The tobacco companies also issued statements, calling attention to their receiving credits against future payments.
In North Carolina, where many of the tobacco companies are headquartered, The Winston-Salem Journal reported that the agreement calls for the credits to be calculated on a sliding scale depending on the number of states that sign on.
The newspaper reported that the R.J. Reynolds Tobacco Co. expects to receive more than $1 billion in credits over the next five years. Two other tobacco companies, Phillip Morris and Lorillard, expect to receive credits worth $450 million and $198 million, respectively.
The majority of the credits are expected to be taken in 2013, the newspaper reported.
In Kansas, most of the state’s master settlement revenues are on spent on programs and services for children and at-risk families. Since 1999, the tobacco companies’ payments to Kansas have totaled $761 million.
But in recent months, state officials have been telling child advocates to expect major reductions in funding in anticipation of a federal arbitration panel allowing the tobacco companies to recoup tens of millions of dollars.
Among the many things that are not clear at this point is how much of the reduction that Kansas officials anticipated will be avoided once the value of the credits are calculated.
The dispute is driven by tobacco company concerns that states had been less than diligent in collecting a $6-per-carton fee from cigarette manufactures that were not part of the settlement agreement.
Kansas is one of 32 states accused of not doing enough to collect the fee. The arbitration hearings, which began in July, were expected to last a year.
Jim Redmon, executive director at the Kansas Children’s Cabinet, said he had not been made aware of the settlement. The cabinet administers the state’s Children’s Initiative Fund, which is underwritten with tobacco payments.
Advocates on the state and national level said they didn’t know what to make of the settlement.

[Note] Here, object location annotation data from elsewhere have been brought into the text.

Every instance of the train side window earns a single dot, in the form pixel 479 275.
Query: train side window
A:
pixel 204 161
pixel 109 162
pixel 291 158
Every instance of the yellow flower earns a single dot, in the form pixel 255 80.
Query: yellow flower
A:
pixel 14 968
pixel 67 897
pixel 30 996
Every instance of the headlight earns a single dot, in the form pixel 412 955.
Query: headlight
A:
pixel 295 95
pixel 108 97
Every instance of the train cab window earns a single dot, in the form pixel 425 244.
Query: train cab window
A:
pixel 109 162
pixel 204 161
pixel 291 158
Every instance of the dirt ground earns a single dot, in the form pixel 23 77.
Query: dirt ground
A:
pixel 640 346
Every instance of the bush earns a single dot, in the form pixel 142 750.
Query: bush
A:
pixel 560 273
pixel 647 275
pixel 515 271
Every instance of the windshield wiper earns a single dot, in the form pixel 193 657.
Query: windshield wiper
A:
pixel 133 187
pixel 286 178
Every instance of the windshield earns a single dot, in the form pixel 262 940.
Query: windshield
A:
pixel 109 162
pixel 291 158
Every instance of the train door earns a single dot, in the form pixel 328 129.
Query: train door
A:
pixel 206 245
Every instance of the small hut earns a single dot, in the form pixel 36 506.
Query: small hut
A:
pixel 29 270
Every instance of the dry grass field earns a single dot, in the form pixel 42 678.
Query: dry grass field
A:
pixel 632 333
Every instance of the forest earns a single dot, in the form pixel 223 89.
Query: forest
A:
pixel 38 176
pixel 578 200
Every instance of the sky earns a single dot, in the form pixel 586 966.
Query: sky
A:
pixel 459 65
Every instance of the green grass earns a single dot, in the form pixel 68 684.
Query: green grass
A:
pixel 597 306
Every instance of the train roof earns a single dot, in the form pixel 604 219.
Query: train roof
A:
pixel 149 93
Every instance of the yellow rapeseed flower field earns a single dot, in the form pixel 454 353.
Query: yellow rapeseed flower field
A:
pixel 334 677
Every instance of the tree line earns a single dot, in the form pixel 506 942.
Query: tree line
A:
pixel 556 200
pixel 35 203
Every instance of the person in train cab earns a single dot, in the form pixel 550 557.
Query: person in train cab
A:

“In the spirit of transparency, I hope more details will immediately be made available to the public,” said Shannon Cotsoradis, chief executive of the nonprofit advocacy group Kansas Action for Children.
Danny McGoldrick, vice president for research with the Campaign for Tobacco Free Kids also was reluctant to pass judgment on the settlement.
“Until the terms of the agreement become more clear, we are reluctant to comment because at this point there’s a lot that we don’t know,” McGoldrick said.
The 17 states taking part in the agreement: Alabama, Arizona, Arkansas, California, Georgia, Kansas, Louisiana, Michigan, Nebraska, Nevada, New Hampshire, New Jersey, North Carolina, Tennessee, Virginia, West Virginia and Wyoming. Also joining were Puerto Rico and the District of Columbia.